In a network running NIS, many of the standard system configuration files (/etc/passwd, /etc/group, and others) are at least partially replaced with information obtained from NIS. The programs and system calls that use this information must know to obtain it from NIS, rather than from the usual files. For example, if NIS distributes network passwords, the system libraries concerned with login procedures must “know” to consult the NIS database to verify a correct password, rather than using the file


This use of NIS is controlled by the /etc/nsswitch.conf file. The lines in the /etc/nsswitch.conf file tell the system where the corresponding configuration information should be obtained. For example, the lines:
passwd: files nis
group: files nis

mean that, for information about passwords and groups, first consult the local files (/etc/passwd and /etc/group), then consult NIS. By setting the order of keys in the /etc/nsswitch.conf file, you can cause local data in the /etc/passwd file to override information in an NIS map. The usual options for data sources in /etc/nsswitch.conf are
  1. files
  2. nis
  3. nisplus (to use the NIS+ improvement to NIS, if available)
  4. dns, an option for the hosts map only

What is the best way to integrate NIS into the Ubuntu Operating System?

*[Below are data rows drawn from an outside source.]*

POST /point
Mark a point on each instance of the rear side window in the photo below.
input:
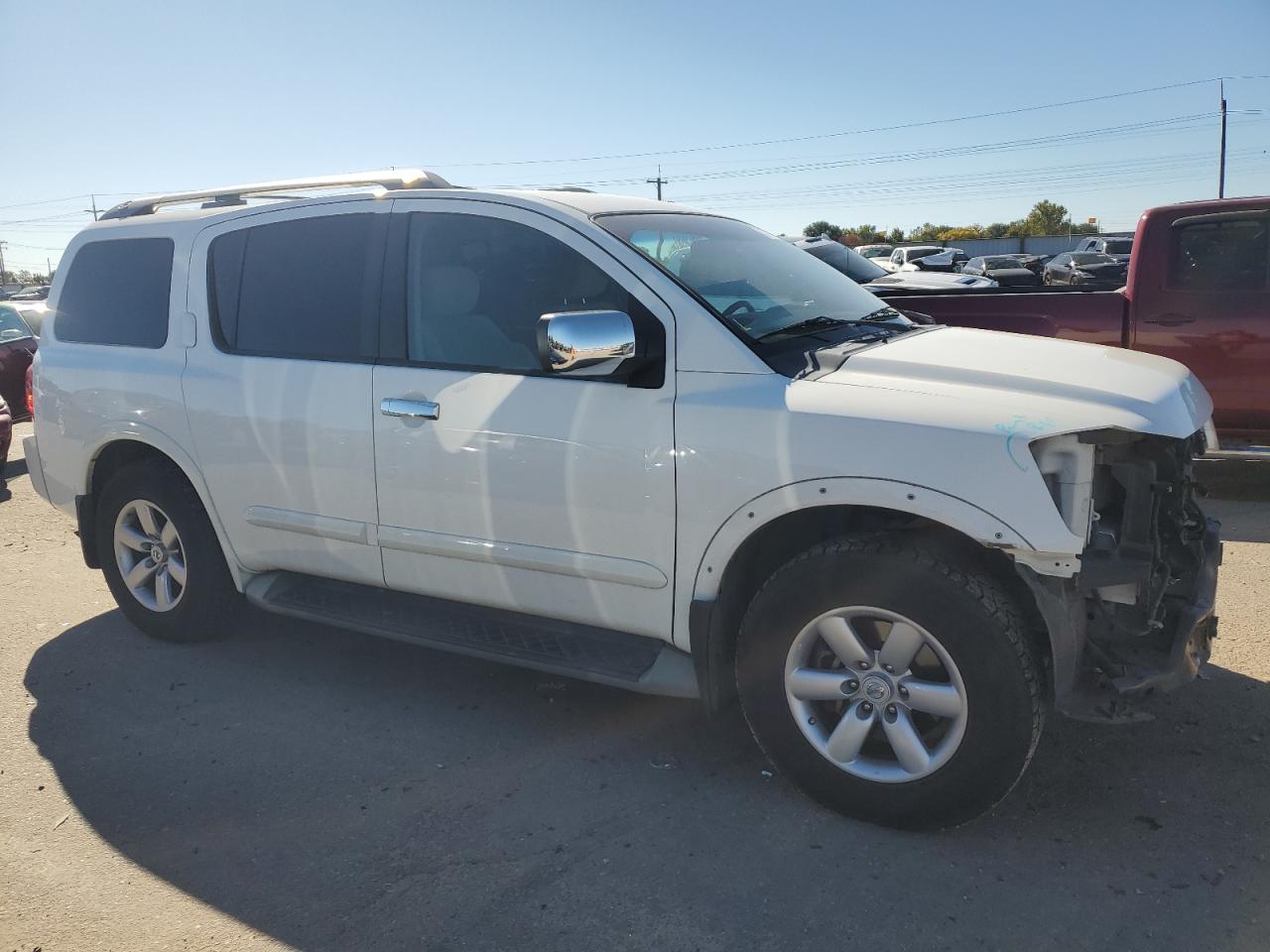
(117, 293)
(300, 289)
(1220, 255)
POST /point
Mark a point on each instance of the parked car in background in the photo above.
(1198, 291)
(873, 278)
(1119, 248)
(1089, 270)
(949, 259)
(17, 350)
(1006, 271)
(32, 312)
(5, 434)
(907, 255)
(874, 252)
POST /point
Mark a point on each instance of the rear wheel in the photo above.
(160, 555)
(889, 685)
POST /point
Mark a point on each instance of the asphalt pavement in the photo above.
(295, 785)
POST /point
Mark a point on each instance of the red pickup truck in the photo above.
(1198, 291)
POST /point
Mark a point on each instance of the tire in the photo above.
(207, 603)
(974, 664)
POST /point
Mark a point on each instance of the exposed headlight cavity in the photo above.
(1067, 467)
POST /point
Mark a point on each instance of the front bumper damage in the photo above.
(1138, 617)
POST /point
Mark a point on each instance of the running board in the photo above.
(574, 651)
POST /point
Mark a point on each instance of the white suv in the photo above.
(611, 438)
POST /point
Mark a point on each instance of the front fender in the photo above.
(899, 497)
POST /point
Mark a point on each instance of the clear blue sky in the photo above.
(123, 98)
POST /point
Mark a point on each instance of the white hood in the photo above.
(1060, 385)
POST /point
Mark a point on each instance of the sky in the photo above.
(778, 113)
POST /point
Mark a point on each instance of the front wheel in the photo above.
(888, 684)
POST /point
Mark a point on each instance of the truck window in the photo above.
(117, 293)
(1220, 255)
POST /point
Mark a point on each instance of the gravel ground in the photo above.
(298, 785)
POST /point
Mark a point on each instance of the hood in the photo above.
(989, 379)
(935, 281)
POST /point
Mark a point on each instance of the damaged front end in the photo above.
(1137, 617)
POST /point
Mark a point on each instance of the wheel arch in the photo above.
(772, 529)
(114, 449)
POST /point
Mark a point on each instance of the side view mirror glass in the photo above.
(587, 343)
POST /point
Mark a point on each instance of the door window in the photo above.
(299, 289)
(477, 286)
(1220, 255)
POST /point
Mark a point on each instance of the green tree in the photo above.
(1047, 218)
(822, 227)
(926, 231)
(960, 234)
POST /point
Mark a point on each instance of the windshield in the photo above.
(12, 326)
(763, 287)
(853, 266)
(912, 254)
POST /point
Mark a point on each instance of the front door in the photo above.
(507, 486)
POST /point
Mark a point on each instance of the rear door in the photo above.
(516, 489)
(1210, 309)
(278, 385)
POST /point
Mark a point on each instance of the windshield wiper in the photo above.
(881, 313)
(810, 324)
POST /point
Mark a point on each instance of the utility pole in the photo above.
(1220, 167)
(658, 181)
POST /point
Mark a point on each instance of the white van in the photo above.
(621, 440)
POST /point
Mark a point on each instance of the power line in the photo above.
(897, 127)
(1127, 130)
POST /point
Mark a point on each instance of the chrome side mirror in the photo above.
(587, 343)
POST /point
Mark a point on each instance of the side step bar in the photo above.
(581, 652)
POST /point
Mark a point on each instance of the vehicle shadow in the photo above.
(336, 791)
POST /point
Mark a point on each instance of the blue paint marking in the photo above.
(1021, 426)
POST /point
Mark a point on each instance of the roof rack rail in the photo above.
(227, 195)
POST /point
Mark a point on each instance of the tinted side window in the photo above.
(117, 293)
(300, 289)
(476, 287)
(1223, 255)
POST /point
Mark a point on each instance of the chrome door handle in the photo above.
(417, 409)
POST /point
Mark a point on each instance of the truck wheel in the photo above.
(160, 555)
(888, 684)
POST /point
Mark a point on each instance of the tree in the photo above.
(822, 227)
(960, 234)
(1047, 218)
(928, 231)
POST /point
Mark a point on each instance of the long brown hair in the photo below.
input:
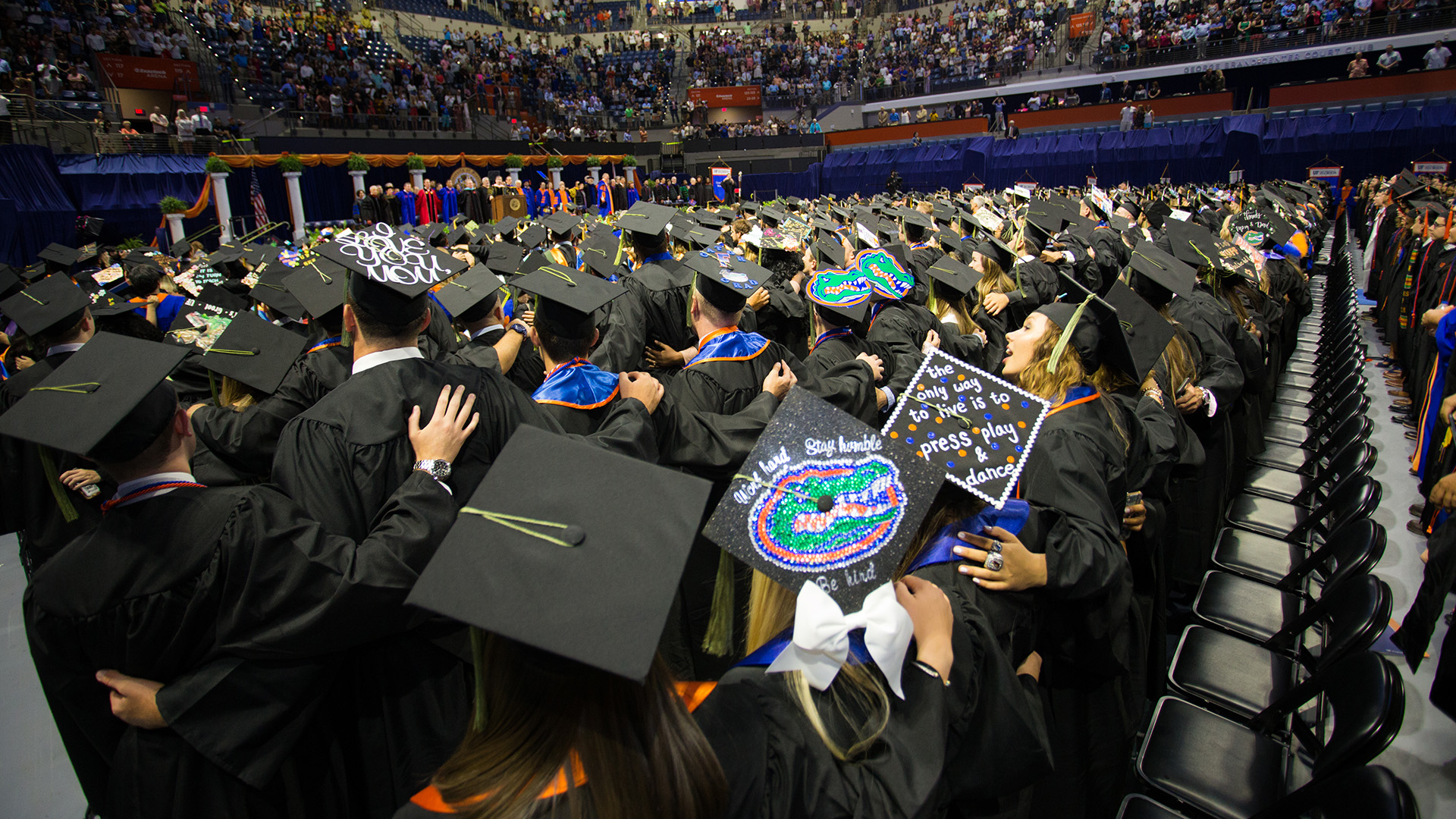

NIS (Network Information Service) is a system that allows for centralized management of user accounts, passwords, and other system information across a network. To integrate NIS into an Ubuntu operating system, the following steps can be taken:
  1. Install the necessary packages: The nis package needs to be installed on the Ubuntu system in order to enable NIS support. This can be done using the following command:
    sudo apt-get install nis

  2. Configure the NIS domain name: The NIS domain name must be set on the Ubuntu system. This can be done by editing the /etc/defaultdomain file and adding the NIS domain name.
  3. Configure NIS client settings: The NIS client settings need to be configured on the Ubuntu system to connect to the NIS server. This can be done by editing the /etc/yp.conf file and adding the IP address or hostname of the NIS server.
  4. Configure NSSwitch: The nsswitch.conf file needs to be updated to include NIS as a source for user and group information. This can be done by adding nis to the passwd, shadow, and group lines in the file.
  5. Restart NIS services: The NIS services need to be restarted to apply the changes. This can be done using the following command:
    sudo /etc/init.d/nis restart

After these steps are completed, the Ubuntu system should be able to connect to the NIS server and access the centralized user and system information. It's important to note that the specific steps and commands required to integrate NIS into an Ubuntu system may vary depending on the version of Ubuntu and the specific NIS server being used. It's recommended to consult the relevant documentation or seek guidance from experienced system administrators for more detailed guidance.

The following paragraph discusses how Solaris integrates with NIS.

Solaris and NIS integration

On Solaris systems, you can use many commands to extract information from NIS (or more likely NIS+) maps. The indicator of such behavior is a plus sign (+), which means “consult NIS or NIS+ for this piece of information.” Here is a concrete example, with comments, from the startup script
on a Solaris machine:
# This is third phase of TCP/IP startup/configuration. 
# This script runs after the NIS/NIS+ startup
# script. We run things here that may
# depend on NIS/NIS+ maps. 
# XXX - We need to give ypbind time to
# bind to a server.
sleep 5
# Re-set the netmask and broadcast addr for all 
# IP interfaces. This ifconfig is run here, after
# NIS has been started, so that netmask +" will
# find the netmask if it lives in a NIS map.
/usr/sbin/ifconfig -au netmask + broadcast +

Here Solaris passes the netmask + and broadcast + arguments to ifconfig, which means the netmask will be extracted from the “netmasks” NIS map on this Solaris machine, if NIS is running.
Solaris systems integrate NIS most strongly into the operations of the system.